Alle Rechte vorbehalten.
www.AlfredBekker.de
Folge auf Facebook:
https://www.facebook.com/alfred.bekker.758/
Folge auf Twitter:
https://twitter.com/BekkerAlfred
Erfahre Neuigkeiten hier:
https://alfred-bekker-autor.business.site/
Zum Blog des Verlags!
Sei informiert über Neuerscheinungen und Hintergründe!
https://cassiopeia.press
Alles rund um Belletristik!
von Anna Martach
Der Umfang dieses Buchs entspricht 113 Taschenbuchseiten.

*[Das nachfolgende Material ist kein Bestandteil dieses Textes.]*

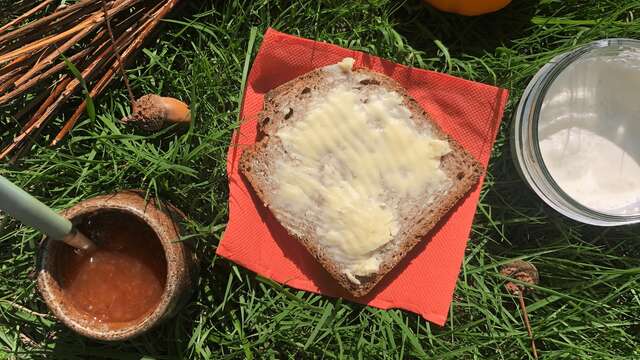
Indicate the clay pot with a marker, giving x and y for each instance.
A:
(181, 266)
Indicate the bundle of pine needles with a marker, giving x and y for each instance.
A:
(54, 49)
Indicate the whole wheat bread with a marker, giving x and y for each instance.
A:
(289, 103)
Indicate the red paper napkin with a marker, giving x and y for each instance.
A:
(424, 281)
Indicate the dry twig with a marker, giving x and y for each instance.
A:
(527, 273)
(31, 48)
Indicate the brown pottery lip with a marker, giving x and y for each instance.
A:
(180, 266)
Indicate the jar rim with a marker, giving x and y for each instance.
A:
(525, 140)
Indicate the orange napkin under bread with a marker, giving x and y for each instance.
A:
(424, 281)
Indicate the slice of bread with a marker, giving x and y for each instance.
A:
(373, 244)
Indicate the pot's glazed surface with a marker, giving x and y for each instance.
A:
(180, 266)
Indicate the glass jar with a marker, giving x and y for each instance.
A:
(595, 103)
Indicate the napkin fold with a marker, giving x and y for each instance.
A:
(424, 281)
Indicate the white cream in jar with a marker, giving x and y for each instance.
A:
(589, 131)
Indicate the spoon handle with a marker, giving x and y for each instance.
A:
(30, 211)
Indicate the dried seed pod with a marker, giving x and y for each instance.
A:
(523, 271)
(151, 112)
(520, 270)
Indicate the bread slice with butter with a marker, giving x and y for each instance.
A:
(354, 169)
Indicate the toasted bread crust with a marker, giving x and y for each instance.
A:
(458, 165)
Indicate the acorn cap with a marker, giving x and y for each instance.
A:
(148, 113)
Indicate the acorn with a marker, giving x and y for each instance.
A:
(151, 112)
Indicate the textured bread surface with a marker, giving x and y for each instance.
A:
(288, 104)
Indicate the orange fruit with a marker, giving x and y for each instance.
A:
(469, 7)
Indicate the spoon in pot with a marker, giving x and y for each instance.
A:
(30, 211)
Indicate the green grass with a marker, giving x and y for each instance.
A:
(587, 304)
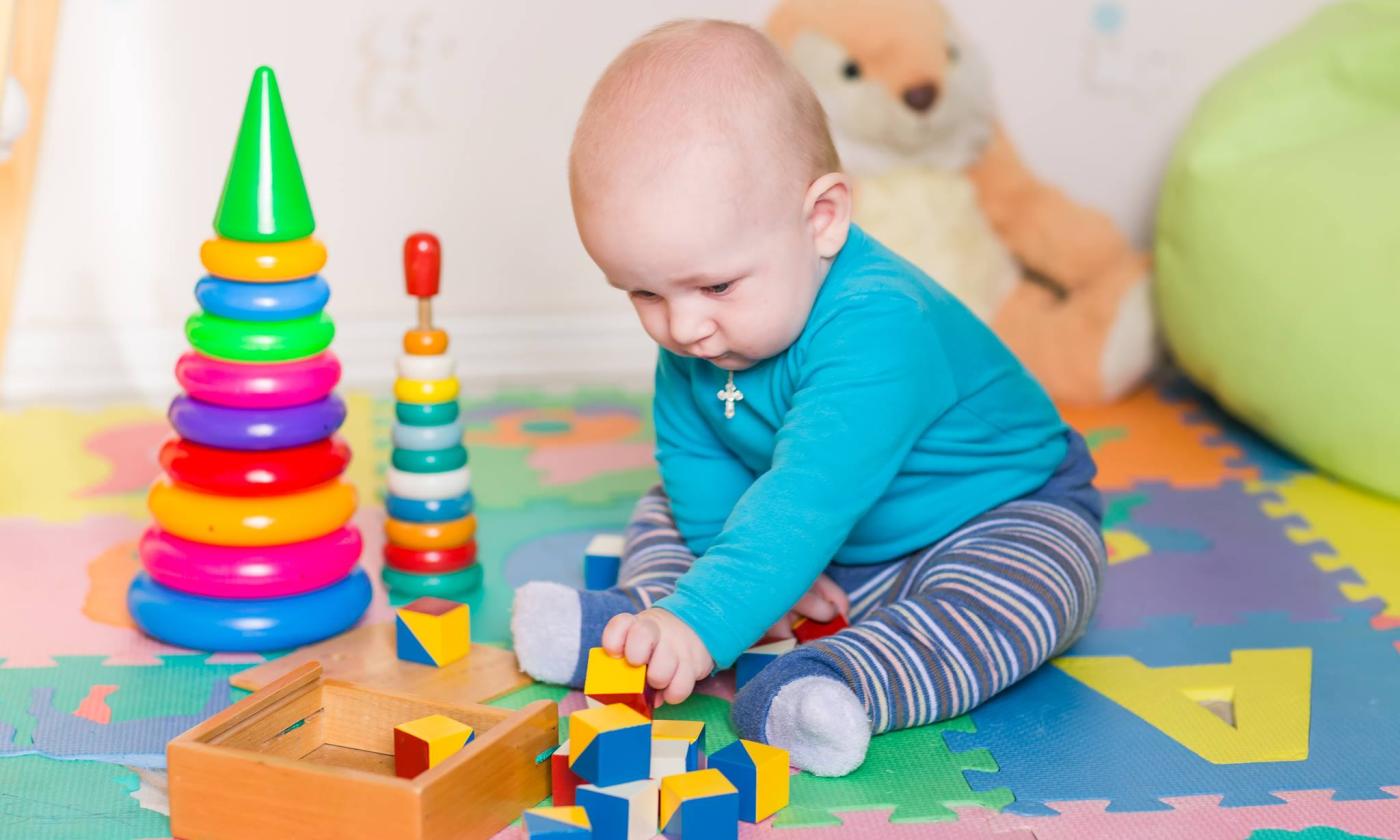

Die Innenarchitektin Rita lernt im Zuge eines Einbruchs in ihr Büro den Polizisten Nicholas Rhode kennen. Die beiden sind sich sofort sympathisch und auch bald darauf ein Paar. Doch hält die Liebe den häufigen Eifersuchtsattacken Rhodes statt oder bleibt es nur bei einem Prolog zur Liebe?
Ritas weit aufgerissene Augen schweiften fassungslos über das Chaos in ihrem und den angrenzenden Büros.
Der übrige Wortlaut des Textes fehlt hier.